Sure, and I don’t want to discount that argument. The old Nadab and Abihu and unauthorized fire story. It’s an important argument, but I do believe there’s more going on here. There are deeper reasons for using one cup than simply that multiple cups aren’t explicitly authorized.


Again, I’m grateful for Randy for our conversation together.

I would like to offer a couple of takeaways. First, the single loaf and the single chalice are powerful symbols that point us to the unity of the Body of Christ in a way that broken matzah fragments and single-serving cups do not. During our communion mediations, we are often fighting against the signs themselves in order to get them to signify the united cup—we point, for example, at a tray full of cups and talk of the “one cup of the new covenant.” I am attracted to practices that use a single cup and loaf.

Second, far more important than the shape of our communion practices are the people with whom we commune. We can have heated discussions about whether multiple cups are an acceptable way of taking communion. However, if we let those arguments keep us from sharing the cup—in whatever form—then we’re missing the point altogether. On the other hand, what greater way could One Cup and mainstream Churches of Christ honor the body and blood of Christ than by sharing a common Lord’s Supper? There would need to be negotiations and compromises, of course. Perhaps a church would have to learn how to tolerated a few shared germs. But such giving, grace, and hospitality have always been demanded of those who seek to live in united Christian community.

One final note: the Fairbanks church of Christ will be having a gospel meeting on October 2nd, 3rd, and 4th.
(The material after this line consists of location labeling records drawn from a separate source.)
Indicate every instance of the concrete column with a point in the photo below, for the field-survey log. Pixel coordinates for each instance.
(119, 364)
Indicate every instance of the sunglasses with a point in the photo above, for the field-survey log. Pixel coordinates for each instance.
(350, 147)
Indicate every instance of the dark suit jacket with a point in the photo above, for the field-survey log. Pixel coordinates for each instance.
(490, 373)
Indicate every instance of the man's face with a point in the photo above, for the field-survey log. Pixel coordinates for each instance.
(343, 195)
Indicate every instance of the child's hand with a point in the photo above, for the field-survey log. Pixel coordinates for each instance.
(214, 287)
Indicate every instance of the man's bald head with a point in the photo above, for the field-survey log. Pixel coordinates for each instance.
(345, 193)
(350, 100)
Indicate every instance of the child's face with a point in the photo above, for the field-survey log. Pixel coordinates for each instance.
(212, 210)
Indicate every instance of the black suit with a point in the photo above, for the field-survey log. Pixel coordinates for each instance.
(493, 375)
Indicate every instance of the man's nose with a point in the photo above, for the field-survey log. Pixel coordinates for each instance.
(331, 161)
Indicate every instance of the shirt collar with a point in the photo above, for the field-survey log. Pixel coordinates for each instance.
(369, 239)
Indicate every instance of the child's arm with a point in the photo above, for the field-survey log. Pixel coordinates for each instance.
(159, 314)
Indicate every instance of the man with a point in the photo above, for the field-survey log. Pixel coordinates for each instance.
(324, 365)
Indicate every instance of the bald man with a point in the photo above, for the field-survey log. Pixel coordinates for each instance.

The meeting will be led by a scientist from Oklahoma, who will be presenting on Science and the Scriptures. The Fairbanks congregation invites anyone who would like to attend. 


[1] Some edits have been made for space and clarity’s sake.

[2] A review of relevant scientific literature concluded, “[T]here is experimental evidence suggesting that sharing a communion cup contaminates the wine and cup. However, there has never been a documented case of illness caused by sharing a chalice reported in the literature.” James Pellerin and Michael B. Edmond, “Infections Associated with Religious Rituals,” International Journal of Infectious Diseases 17, no. 11 (November 2013): 945-948. [http://]

[3] Here I believe Randy means “testament” as synonymous with “covenant.” Both are appropriate translations.


D. Newell Williams, et. al., The Stone-Campbell Movement: A Global History, Chalice, 2013.

Douglas A. Foster, et. al., Encyclopedia of the Stone-Campbell Movement, Eerdmans, 2004.